Omar est devenu père pour la première fois il y a quatre ans. Il a appelé sa fille Nour, comme la lumière. Dounia est née deux ans plus tard.

«C’était un peu tôt pour moi, je n’étais encore qu’un enfant», insiste-t-il.

Le petit frère a six ans, seulement deux de plus que Nour.
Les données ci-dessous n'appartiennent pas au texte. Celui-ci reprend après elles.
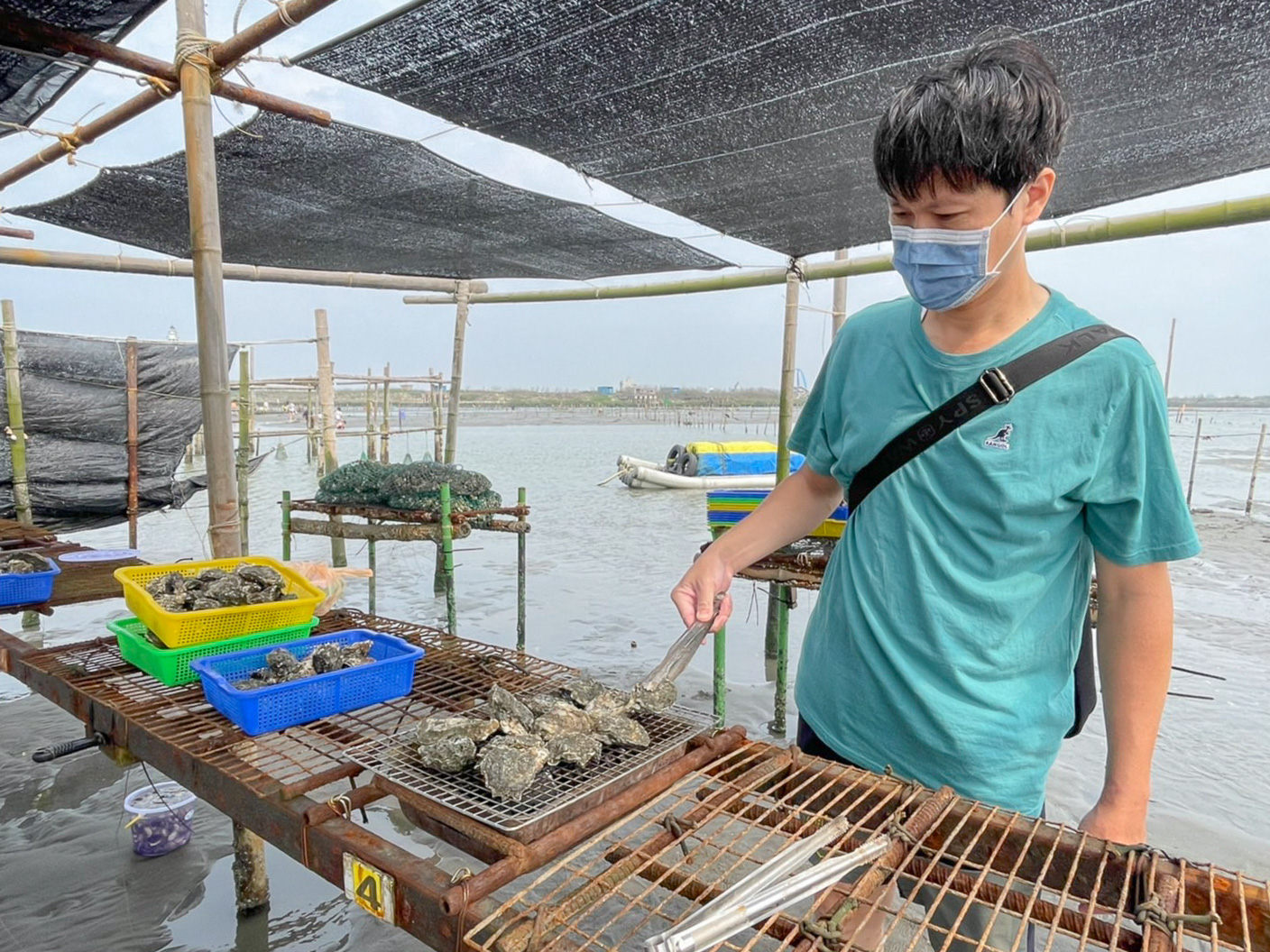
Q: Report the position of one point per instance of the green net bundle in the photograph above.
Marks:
(411, 486)
(354, 484)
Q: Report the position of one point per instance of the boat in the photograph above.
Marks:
(704, 465)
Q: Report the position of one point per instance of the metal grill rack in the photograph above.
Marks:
(557, 791)
(967, 862)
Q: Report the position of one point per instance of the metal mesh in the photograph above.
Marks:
(345, 198)
(977, 873)
(554, 789)
(756, 118)
(31, 84)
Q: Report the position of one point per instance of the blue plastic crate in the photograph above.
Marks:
(30, 590)
(279, 706)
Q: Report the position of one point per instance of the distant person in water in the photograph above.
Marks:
(946, 631)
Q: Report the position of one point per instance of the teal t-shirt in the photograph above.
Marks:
(946, 630)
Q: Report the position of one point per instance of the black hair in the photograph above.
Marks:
(993, 114)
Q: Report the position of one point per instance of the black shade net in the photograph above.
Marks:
(345, 198)
(75, 411)
(31, 84)
(757, 118)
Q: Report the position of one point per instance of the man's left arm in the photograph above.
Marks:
(1136, 649)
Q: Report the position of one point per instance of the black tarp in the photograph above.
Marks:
(756, 118)
(31, 84)
(75, 411)
(345, 198)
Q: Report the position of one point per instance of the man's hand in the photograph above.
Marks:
(1117, 823)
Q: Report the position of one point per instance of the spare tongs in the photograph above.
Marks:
(768, 889)
(676, 660)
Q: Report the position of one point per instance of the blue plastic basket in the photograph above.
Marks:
(272, 709)
(30, 590)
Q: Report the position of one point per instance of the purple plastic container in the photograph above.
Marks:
(161, 818)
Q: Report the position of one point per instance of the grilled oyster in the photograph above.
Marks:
(620, 730)
(506, 707)
(656, 700)
(478, 730)
(582, 691)
(451, 753)
(510, 764)
(578, 749)
(610, 702)
(563, 720)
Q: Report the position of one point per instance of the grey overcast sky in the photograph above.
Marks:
(1214, 283)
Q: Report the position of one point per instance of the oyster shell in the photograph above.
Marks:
(451, 753)
(620, 730)
(656, 700)
(582, 691)
(510, 764)
(444, 725)
(576, 749)
(506, 707)
(563, 720)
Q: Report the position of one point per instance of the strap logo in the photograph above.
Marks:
(1001, 438)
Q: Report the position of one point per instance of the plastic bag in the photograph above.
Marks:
(329, 579)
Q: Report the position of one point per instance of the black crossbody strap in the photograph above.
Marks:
(996, 386)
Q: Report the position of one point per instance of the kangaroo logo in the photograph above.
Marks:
(1001, 438)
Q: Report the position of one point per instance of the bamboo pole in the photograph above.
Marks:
(383, 422)
(1191, 484)
(840, 293)
(17, 426)
(327, 397)
(133, 426)
(1169, 363)
(244, 454)
(183, 268)
(251, 880)
(1256, 465)
(1217, 215)
(456, 372)
(520, 570)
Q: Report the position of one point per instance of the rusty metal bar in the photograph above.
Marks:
(572, 833)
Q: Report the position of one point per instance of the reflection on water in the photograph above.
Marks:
(601, 563)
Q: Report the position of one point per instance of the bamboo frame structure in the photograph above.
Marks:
(184, 268)
(17, 428)
(1216, 215)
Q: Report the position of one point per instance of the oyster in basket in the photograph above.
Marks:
(508, 764)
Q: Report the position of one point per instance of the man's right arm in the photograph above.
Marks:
(794, 508)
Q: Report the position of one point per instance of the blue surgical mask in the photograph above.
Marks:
(945, 268)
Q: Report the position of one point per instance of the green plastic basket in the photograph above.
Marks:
(171, 664)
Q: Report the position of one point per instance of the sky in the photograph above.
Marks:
(1214, 283)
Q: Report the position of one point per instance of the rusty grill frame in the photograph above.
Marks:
(649, 870)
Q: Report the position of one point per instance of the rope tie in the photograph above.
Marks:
(282, 13)
(192, 49)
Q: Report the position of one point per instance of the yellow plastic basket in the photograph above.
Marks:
(184, 628)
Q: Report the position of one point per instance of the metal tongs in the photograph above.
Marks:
(676, 660)
(768, 889)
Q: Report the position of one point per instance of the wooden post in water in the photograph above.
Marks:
(840, 293)
(1169, 363)
(1256, 465)
(1191, 484)
(244, 454)
(520, 575)
(251, 880)
(456, 373)
(327, 397)
(383, 419)
(130, 363)
(17, 428)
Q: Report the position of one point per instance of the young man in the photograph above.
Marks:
(948, 626)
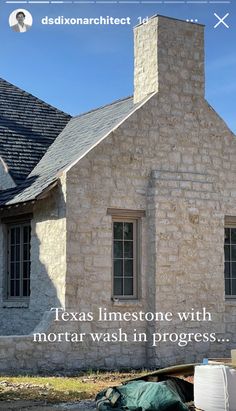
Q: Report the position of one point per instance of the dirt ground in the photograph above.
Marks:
(86, 405)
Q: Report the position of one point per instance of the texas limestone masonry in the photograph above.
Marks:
(174, 157)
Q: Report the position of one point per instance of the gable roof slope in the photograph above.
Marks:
(80, 135)
(28, 126)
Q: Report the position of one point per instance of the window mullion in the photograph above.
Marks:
(21, 260)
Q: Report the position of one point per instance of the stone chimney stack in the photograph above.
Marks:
(168, 58)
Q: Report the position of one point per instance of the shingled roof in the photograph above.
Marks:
(79, 136)
(28, 126)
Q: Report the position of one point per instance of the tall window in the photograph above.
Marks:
(230, 261)
(125, 248)
(18, 279)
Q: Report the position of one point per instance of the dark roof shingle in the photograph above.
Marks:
(77, 138)
(28, 126)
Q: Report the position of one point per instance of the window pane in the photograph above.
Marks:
(17, 270)
(227, 235)
(26, 288)
(128, 286)
(118, 268)
(118, 249)
(233, 235)
(17, 255)
(12, 270)
(227, 253)
(129, 268)
(128, 249)
(26, 231)
(233, 252)
(17, 235)
(12, 288)
(26, 269)
(128, 231)
(227, 287)
(233, 272)
(118, 230)
(17, 288)
(26, 252)
(227, 270)
(118, 286)
(233, 287)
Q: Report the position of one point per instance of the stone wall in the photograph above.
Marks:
(169, 58)
(48, 257)
(174, 159)
(181, 170)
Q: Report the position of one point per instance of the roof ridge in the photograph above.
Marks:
(100, 107)
(35, 97)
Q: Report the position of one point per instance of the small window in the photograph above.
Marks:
(230, 262)
(124, 258)
(126, 252)
(18, 260)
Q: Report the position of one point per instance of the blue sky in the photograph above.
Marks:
(77, 68)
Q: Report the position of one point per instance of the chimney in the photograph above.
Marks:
(168, 58)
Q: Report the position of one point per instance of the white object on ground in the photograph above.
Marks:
(215, 388)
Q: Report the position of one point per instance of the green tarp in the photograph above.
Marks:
(142, 396)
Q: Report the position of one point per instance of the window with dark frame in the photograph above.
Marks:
(125, 247)
(230, 262)
(18, 261)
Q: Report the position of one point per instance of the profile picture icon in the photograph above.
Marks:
(20, 20)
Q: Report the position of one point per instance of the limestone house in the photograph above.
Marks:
(128, 208)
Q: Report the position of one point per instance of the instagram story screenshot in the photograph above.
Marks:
(118, 205)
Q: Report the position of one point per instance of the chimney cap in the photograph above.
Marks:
(169, 18)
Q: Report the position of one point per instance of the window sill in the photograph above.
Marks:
(126, 303)
(15, 304)
(230, 301)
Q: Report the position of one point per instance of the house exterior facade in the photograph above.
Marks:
(129, 209)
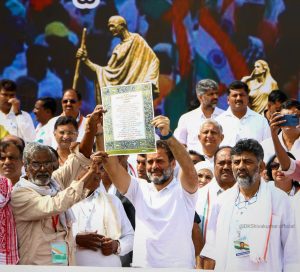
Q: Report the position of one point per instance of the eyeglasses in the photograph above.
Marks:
(68, 133)
(72, 101)
(274, 165)
(37, 165)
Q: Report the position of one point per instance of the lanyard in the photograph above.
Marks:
(55, 222)
(268, 238)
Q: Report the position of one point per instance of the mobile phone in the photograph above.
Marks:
(292, 120)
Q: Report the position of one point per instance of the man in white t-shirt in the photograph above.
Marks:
(165, 208)
(190, 122)
(71, 103)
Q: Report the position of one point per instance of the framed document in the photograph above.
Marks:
(127, 122)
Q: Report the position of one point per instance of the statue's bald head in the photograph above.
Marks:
(117, 20)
Ils jouent ensemble, se chamaillent pour un jouet ou pour une chaise. Ça met Omar hors de lui. Submergé par toutes sortes d’émotions, il dit n’avoir ni le temps ni la patience pour la pédagogie.

«Je vis avec le conflit alors tout est compliqué. Si nous vivions en Syrie en temps de paix, j’aurais le temps de lui expliquer ce qui est bien et ce qui est mal, pas ici.»

Ici les mots lui manquent. Chaque jour il craque, s’emporte et finit par cogner, avant de regretter. C’est encore pire quand il ne prend pas les médicaments prescrits par la psychiatre, mais ils lui assèchent la bouche et inhibent ses désirs sexuels alors régulièrement il arrête.

Omar partage un petit appartement avec ses parents, son frère, sa soeur et Maher, le fiancé de sa soeur. Pour Omar, la place de son père à ses côtés est à la fois un soulagement quelqu’un s’occupe de l’éducation des trois petits–, et une source de stress: Hassan lui prend son rôle.

– «J’ai l’impression d’être plus un grand frère qu’un père.»

En entendant Omar prononcer cette phrase, Maher se met à rire comme s’ils avaient eu mille fois cette conversation. Dès leur plus jeune âge, les deux sillonnaient les rues de Deraa ensemble et ne se sont jamais quittés.

«Sa fille ne l’appelle même pas papa…», avance doucement le jeune futur beau-frère en triturant le rebord du sofa.

Les yeux noirs d’Omar suivent un papillon imaginaire alors que Maher poursuit.

– «C’est Hassan qu’elle appelle papa.

– Parfois, j’ai même l’impression que c’est pas ma fille», renchérit Omar.

Au centre du plafond, une modeste ampoule pend à un fil orphelin. Elle semble à tout moment être sur le point de grésiller. Omar lève les yeux vers elle avant de prendre un air satisfait.

«Au fait, je t’ai dis que ma femme est enceinte de sept mois?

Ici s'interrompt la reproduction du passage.